Todo lo que quiere decir, me quedé con una mayor sensación de ansiedad por la incertidumbre y una enorme cantidad de soledad, que, seamos honestos, podría haberme provocado. Pensar en los peores resultados posibles tampoco me protegió de la decepción, y mucho menos me preparó para ella. Y, después de un año de muchas luchas, la decepción estaba por decir lo mínimo.

De hecho, el catastrofismo incesante no puede lograr mucho, y por eso este año me aventuro a desafiar mis patrones de pensamiento negativos resolviendo dejar de esperar el peor resultado posible, lo que a su vez podría solucionar una aprensión de larga data. para la incertidumbre, pero, pasos de bebé. Como mínimo, espero dejar que las cosas se desarrollen sin sacar conclusiones precipitadas.
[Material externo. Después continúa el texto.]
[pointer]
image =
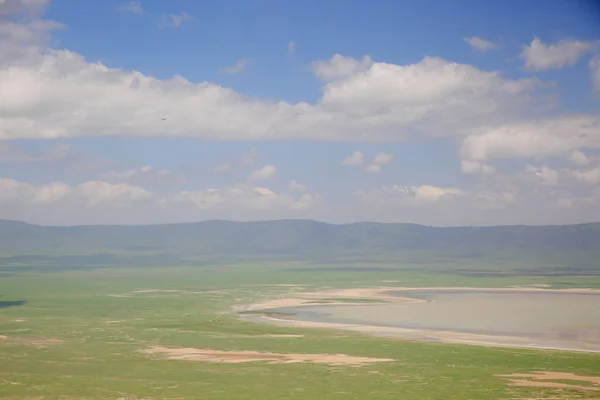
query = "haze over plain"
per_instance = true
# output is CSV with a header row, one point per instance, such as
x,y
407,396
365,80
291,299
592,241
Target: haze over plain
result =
x,y
140,112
Hasta ahora, me las he arreglado para mantener esa promesa. Me enfrento a los «qué pasaría si» que deambulan por el frente de mi conciencia con escepticismo en lugar de tomarlos como predicciones completas. Y aunque muchos de estos pensamientos aún logran que se me encoja el estómago, los entremezclo con una anticipación positiva, como imaginar la próxima reunión con mi familia. Tal vez, con el tiempo, finalmente me dé cuenta de que el futuro también puede contener la posibilidad de la alegría y que, a veces, no siempre tiene que haber un problema para experimentarlo.